Over the next year, Noven expects to invest up to $2 million in plant and equipment and software implementation costs. Cash requirements for Federal and state income taxes are also expected to increase. Additionally, as part of the CombiPatch® transaction entered into in March 2001, the consideration payable for certain intellectual property rights by Noven to Aventis, and by Novogyne to Noven, is $40 million, due in four quarterly installments of $10 million each, payable beginning June 1, 2001. Novogyne agreed to indemnify Noven against Novens obligations to Aventis. The first two $10 million quarterly installments were paid by Novogyne to Aventis in June and September 2001, respectively. Noven expects that most of these installment payments will be funded from cash flows from Novogynes operations. There can be no assurance that Novogyne will be able to generate sufficient income and cash flows from operations to meet these installment obligations. To the extent that Novogyne pays these obligations from cash generated by operations, the cash available for distribution to its members (including Noven) will be reduced correspondingly. If Novogynes cash generated by operations is not sufficient to fund all or a portion of the remaining installments, Noven and Novartis may contribute additional capital to Novogyne. If Noven and Novartis elect not to contribute the necessary additional capital, Novogyne would be required to raise additional funds in order to meet its obligations, whether through the incurrence of indebtedness or otherwise.

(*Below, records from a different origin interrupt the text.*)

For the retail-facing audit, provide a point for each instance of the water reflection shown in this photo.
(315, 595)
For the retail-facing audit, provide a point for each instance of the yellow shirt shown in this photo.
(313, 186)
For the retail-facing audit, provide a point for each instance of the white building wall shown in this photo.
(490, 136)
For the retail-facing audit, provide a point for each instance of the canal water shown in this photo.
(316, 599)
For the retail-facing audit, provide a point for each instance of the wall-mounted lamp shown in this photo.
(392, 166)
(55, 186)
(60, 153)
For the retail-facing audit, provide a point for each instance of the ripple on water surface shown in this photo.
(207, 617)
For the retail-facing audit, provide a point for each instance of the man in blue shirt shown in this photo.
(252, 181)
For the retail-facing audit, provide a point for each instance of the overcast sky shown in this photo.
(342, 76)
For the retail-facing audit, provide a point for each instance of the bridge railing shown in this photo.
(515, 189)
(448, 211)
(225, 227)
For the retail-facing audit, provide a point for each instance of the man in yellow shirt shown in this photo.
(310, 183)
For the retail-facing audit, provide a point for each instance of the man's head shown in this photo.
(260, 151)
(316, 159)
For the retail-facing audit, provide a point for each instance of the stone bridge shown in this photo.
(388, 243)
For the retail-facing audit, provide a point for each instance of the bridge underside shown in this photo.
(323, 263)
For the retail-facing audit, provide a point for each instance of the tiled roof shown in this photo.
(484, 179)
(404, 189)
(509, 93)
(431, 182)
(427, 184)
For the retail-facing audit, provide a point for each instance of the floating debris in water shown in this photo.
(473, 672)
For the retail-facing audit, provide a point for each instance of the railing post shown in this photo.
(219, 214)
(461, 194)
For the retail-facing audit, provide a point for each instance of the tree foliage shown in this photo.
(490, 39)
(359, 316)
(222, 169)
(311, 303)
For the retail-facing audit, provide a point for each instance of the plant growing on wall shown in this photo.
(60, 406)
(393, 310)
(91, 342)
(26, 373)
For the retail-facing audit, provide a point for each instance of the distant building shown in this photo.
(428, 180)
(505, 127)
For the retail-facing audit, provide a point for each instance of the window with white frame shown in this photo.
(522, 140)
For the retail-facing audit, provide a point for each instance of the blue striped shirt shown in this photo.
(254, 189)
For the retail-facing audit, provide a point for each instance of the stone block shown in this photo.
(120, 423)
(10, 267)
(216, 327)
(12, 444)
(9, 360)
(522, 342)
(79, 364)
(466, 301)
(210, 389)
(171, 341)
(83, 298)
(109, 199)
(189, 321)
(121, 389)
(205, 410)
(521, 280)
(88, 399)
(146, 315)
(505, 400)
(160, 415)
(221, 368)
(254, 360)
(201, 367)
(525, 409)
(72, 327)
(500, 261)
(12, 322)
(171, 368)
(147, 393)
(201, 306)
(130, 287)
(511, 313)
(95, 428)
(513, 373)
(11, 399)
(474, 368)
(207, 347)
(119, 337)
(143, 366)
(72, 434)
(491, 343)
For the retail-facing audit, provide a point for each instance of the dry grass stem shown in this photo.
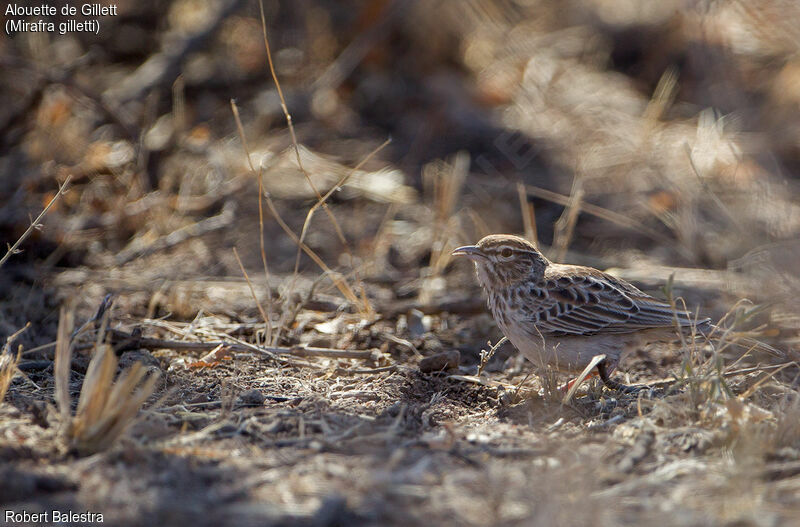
(35, 224)
(565, 225)
(264, 316)
(367, 308)
(528, 214)
(105, 408)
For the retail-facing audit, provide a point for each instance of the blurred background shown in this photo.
(649, 137)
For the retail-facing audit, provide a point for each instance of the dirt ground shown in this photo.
(347, 383)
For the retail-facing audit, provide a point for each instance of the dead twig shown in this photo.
(131, 340)
(35, 223)
(264, 315)
(366, 305)
(220, 221)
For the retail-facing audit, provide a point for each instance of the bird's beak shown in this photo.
(470, 251)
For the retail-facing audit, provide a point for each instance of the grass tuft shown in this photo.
(105, 408)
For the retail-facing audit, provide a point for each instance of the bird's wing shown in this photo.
(586, 304)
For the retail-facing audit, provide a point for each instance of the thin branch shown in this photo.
(35, 223)
(267, 322)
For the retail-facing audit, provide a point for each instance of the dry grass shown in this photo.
(297, 399)
(106, 407)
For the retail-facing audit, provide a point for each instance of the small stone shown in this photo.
(251, 398)
(440, 362)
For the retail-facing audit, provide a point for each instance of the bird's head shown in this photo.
(502, 260)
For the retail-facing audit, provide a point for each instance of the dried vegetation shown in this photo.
(283, 295)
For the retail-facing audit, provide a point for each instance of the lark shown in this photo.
(563, 316)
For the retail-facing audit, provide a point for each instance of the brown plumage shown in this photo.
(564, 315)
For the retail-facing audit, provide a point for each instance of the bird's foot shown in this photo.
(614, 385)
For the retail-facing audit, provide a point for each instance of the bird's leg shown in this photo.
(614, 385)
(567, 387)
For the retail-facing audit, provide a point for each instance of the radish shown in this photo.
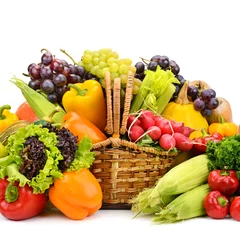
(167, 142)
(187, 131)
(177, 126)
(132, 121)
(164, 125)
(135, 133)
(158, 119)
(154, 133)
(183, 143)
(148, 113)
(146, 122)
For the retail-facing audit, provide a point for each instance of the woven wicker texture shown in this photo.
(123, 168)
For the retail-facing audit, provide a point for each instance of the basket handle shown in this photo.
(127, 102)
(116, 107)
(108, 91)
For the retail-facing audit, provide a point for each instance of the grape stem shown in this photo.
(146, 61)
(44, 49)
(74, 62)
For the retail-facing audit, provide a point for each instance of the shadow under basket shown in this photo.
(122, 167)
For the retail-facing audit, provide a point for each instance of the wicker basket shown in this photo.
(123, 168)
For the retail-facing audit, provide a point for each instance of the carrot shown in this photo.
(25, 112)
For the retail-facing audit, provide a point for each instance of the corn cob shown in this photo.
(187, 205)
(182, 178)
(43, 108)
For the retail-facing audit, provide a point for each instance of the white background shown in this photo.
(201, 36)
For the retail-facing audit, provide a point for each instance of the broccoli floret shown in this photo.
(224, 154)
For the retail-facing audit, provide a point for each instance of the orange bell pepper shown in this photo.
(77, 195)
(87, 99)
(81, 126)
(224, 128)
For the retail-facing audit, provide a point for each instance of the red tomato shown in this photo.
(235, 208)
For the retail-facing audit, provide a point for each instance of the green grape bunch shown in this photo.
(105, 59)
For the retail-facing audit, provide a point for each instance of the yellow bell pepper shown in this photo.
(224, 128)
(87, 100)
(6, 117)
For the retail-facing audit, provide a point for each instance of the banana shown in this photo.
(11, 130)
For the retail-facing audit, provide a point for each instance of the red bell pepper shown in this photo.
(19, 203)
(216, 205)
(235, 208)
(225, 181)
(200, 143)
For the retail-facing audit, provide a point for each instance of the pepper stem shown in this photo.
(2, 108)
(81, 92)
(222, 201)
(182, 96)
(50, 116)
(11, 193)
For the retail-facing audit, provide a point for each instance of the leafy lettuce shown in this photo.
(10, 165)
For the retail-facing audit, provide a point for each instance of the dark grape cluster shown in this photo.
(52, 76)
(166, 64)
(204, 101)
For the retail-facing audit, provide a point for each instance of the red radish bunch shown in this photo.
(169, 134)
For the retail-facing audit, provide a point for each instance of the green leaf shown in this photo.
(48, 174)
(84, 156)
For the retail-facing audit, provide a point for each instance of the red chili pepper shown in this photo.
(235, 208)
(216, 205)
(200, 144)
(225, 181)
(19, 203)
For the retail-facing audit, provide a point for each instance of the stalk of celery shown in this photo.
(154, 87)
(164, 99)
(41, 106)
(142, 93)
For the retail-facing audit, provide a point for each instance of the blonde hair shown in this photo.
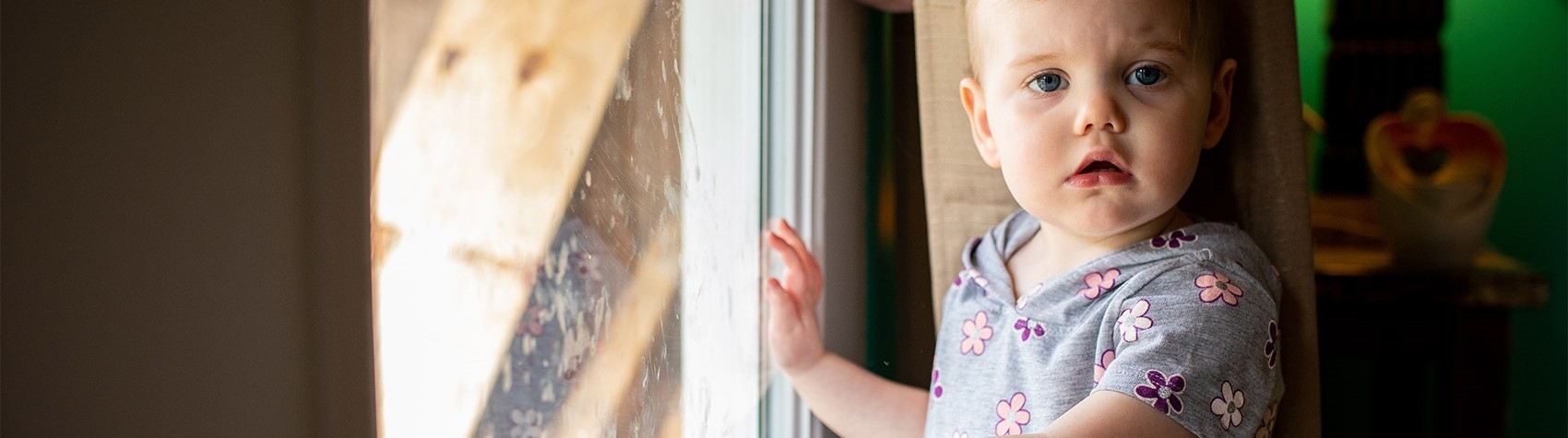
(1205, 29)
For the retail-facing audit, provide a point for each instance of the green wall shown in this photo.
(1507, 62)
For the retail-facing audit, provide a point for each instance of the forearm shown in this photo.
(857, 402)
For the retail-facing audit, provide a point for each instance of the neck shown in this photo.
(1059, 250)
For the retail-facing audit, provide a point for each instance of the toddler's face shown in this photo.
(1095, 111)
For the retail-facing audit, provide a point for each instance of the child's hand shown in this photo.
(792, 302)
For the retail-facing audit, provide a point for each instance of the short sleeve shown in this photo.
(1195, 342)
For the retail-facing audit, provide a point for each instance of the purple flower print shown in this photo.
(976, 333)
(1173, 241)
(1218, 286)
(526, 424)
(1023, 326)
(1269, 418)
(1162, 393)
(1270, 349)
(1099, 281)
(1134, 319)
(1228, 406)
(936, 384)
(533, 319)
(1012, 415)
(1104, 361)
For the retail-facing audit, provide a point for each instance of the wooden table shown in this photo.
(1411, 352)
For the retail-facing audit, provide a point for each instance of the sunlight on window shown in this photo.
(528, 217)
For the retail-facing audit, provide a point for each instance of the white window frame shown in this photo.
(766, 73)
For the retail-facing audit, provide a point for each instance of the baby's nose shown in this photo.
(1099, 111)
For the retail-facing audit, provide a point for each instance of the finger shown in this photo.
(808, 261)
(790, 258)
(781, 302)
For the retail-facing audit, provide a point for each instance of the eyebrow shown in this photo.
(1153, 44)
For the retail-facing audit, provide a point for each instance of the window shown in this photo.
(526, 285)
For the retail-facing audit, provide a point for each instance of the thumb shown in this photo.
(781, 302)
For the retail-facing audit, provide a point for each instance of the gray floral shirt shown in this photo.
(1184, 322)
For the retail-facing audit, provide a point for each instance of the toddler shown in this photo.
(1098, 308)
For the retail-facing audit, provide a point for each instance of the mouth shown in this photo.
(1101, 160)
(1099, 169)
(1099, 165)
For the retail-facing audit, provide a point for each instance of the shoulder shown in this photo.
(1218, 263)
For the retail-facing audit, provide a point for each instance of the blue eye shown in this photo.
(1146, 76)
(1046, 82)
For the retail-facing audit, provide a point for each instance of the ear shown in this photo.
(979, 120)
(1220, 102)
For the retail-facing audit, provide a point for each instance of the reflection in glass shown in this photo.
(623, 212)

Noven believes that it will have sufficient cash available to meet its operating needs and anticipated short-term capital requirements, including any additional capital contributions to Novogyne. For the long term, Noven intends to utilize funds derived from the above sources, as well as funds generated through sales of products under development. Noven expects that such funds will be comprised of payments received pursuant to future licensing arrangements, as well as Novens direct sales of its own products. Noven expects that its cash requirements will continue to increase, primarily to fund clinical studies for products under development and for plant and equipment to expand production capacity. There can be no assurance that Noven will successfully complete the development of such products, that Noven will obtain regulatory approval for any such products, that any approved product may be produced in commercial quantities, at reasonable costs, and be successfully marketed, or that Noven will successfully negotiate future licensing arrangements. To the extent that capital requirements exceed available capital, Noven will seek alternative sources of financing to fund its operations. In addition to the Credit Facility (which expires in April 2002), alternative financing may be needed to fund further activities. No assurance can be given that alternative financing will be available, if at all, in a timely manner, or on favorable terms. If Noven is unable to obtain satisfactory alternative financing, Noven may be required to delay or reduce its proposed expenditures, including expenditures for research and development and plant and equipment, in order to meet its future cash requirements.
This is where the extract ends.